Ese planteamiento fue muy bien recibido por algunos jesuitas y bastante mal por otros, que reclamaban que era necesario además denunciar y luchar contra la injusticia. Las divergencias se fueron agrandando y su eco llegó hasta Arrupe, que se vio obligado a intervenir. Al general no le gustaba la «visión sacramentalista y acrítica» de Bergoglio y mucho menos la brecha abierta en la Compañía. Cuando tras él llegó como provincial el holandés Andrés Swinnen, la división continuaba. Tardó muchos años en cerrarse.

Sin embargo, el nuevo Papa ha mantenido durante todos estos años un gran carisma entre parte del clero argentino. Las acusaciones por su posible actitud acomodaticia ante la dictadura se vieron reforzadas por el hecho de que apartó a varios sacerdotes de las parroquias de las 'villas miseria' (barriadas de chabolas que desde los años treinta acogen a los desheredados) por su excesiva relación con movimientos de izquierda radical. Pero nunca le faltaron apoyos sinceros en su defensa ni testimonios públicos de que salvó a no pocos curas y civiles de la represión.

El pulso mantenido con Arrupe y las sombras sobre su actitud en el período entre 1976 y 1983 le hicieron escasamente simpático a los jesuitas de otras latitudes. Su postura heterodoxa como dirigente local de la orden, entregado a lo pastoral y con escasa reflexión doctrinal -lo que siempre ha sido el punto fuerte de la Compañía- tampoco le granjeó el favor de la jerarquía europea.

Cambio de rumbo

¿Cómo es posible que haya llegado a Papa no estando demasiado bien visto en su propia orden? «Fue promovido a obispo porque los jesuitas no lo querían», responde tajante un investigador, no sin antes recordar que once años antes, en 1981, la Compañía fue intervenida de hecho por Juan Pablo II. La orden hizo su particular transición, pero con el siguiente general, Peter Hans Kolvenbach, tampoco la relación fue buena.

El ascenso a obispo primero y cardenal después es excepcional en la trayectoria de la Compañía por la ya citada recomendación de no aceptar cargos en la jerarquía eclesial fuera de las tierras de misión. De puertas adentro, los nombramientos se aceptan por disciplina pero sin agrado. Lo mismo ha sucedido más cerca con la ordenación de Juan Antonio Martínez Camino, el actual secretario de la Conferencia Episcopal Española.
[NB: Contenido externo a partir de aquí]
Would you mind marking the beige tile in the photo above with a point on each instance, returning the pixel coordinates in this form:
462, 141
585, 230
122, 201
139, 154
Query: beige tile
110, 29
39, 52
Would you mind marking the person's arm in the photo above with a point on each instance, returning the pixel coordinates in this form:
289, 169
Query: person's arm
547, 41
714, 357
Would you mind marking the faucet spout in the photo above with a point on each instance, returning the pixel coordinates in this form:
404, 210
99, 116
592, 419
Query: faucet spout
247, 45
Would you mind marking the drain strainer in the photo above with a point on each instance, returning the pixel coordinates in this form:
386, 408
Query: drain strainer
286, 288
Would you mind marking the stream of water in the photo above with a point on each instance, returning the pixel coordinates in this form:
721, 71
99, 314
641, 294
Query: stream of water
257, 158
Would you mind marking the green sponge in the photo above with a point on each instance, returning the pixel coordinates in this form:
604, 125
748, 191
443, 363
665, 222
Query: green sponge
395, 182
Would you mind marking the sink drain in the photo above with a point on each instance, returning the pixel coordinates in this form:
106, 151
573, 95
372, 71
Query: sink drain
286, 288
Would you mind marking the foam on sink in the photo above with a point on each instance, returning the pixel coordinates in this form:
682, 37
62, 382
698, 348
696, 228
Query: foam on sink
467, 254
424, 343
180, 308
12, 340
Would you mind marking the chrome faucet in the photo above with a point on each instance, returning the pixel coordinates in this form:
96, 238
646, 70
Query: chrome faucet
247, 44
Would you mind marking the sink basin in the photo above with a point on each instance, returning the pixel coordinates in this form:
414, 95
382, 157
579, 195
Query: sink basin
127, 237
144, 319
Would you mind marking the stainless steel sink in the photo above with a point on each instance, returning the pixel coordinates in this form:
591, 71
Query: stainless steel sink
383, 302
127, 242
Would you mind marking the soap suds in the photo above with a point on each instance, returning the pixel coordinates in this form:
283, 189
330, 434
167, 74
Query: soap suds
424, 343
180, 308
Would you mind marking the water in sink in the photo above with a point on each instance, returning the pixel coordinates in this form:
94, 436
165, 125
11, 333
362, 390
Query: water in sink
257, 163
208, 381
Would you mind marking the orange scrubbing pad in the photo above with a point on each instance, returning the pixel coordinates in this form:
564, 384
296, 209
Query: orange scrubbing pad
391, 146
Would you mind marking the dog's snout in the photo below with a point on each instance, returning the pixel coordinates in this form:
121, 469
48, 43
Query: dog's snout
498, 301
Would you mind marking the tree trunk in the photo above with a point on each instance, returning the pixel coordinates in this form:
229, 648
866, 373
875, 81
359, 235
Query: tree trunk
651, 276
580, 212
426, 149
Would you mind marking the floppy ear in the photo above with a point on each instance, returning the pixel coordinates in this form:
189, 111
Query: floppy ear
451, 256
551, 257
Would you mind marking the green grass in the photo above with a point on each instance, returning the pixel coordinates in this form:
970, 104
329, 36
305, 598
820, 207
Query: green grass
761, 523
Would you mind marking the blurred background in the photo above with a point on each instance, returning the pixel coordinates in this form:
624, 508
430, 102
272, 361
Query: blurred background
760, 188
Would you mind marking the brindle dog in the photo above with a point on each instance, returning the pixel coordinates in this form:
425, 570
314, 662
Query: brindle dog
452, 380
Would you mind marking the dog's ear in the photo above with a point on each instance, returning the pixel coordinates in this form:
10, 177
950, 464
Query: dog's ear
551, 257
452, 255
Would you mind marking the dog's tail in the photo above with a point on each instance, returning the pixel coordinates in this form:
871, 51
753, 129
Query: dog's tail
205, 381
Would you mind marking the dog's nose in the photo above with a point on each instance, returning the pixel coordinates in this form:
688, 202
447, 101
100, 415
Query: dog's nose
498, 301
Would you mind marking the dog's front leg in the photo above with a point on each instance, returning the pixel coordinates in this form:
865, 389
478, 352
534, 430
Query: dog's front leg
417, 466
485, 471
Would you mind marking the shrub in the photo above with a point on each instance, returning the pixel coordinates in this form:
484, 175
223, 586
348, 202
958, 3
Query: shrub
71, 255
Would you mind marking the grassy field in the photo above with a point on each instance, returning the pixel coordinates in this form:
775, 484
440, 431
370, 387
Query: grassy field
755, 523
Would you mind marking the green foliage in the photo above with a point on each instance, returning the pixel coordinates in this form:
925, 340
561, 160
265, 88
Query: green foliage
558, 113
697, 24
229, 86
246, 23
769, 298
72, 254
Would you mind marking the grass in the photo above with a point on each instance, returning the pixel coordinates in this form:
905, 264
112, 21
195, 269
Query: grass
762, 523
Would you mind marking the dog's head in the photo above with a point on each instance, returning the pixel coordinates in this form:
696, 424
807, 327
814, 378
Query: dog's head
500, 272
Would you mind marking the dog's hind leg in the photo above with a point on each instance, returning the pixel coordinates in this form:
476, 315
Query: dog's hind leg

Pero, llegados a este punto, nadie duda de que la Compañía reaccionará a la novedad con flexibilidad y disciplina. Eso sí, existe el convencimiento general de que el nuevo pontífice enviará a los jesuitas a puestos más próximos a los pobres, sin descuidar sus tareas clásicas de evangelizar desde la escuela y la Universidad y permanecer en primera línea en el desarrollo del pensamiento teológico.

En su tarea contará con el apoyo sin resquicios de la Compañía. Un jesuita muy relevante explicaba a este periódico que parte con la ventaja de proceder de fuera de Europa, que es donde están los vicios mayores que han colocado a la Iglesia en una posición delicada. Sus discursos, añade la misma fuente, no serán seguramente de gran calidad; no tendrán la finura intelectual y teológica de los de Benedicto XVI ni estarán adornados con la fuerza y el carisma de los de Juan Pablo II, pero puede ser el pontífice que cambie la forma de entender la religión. La de todos los católicos, incluidos los jesuitas.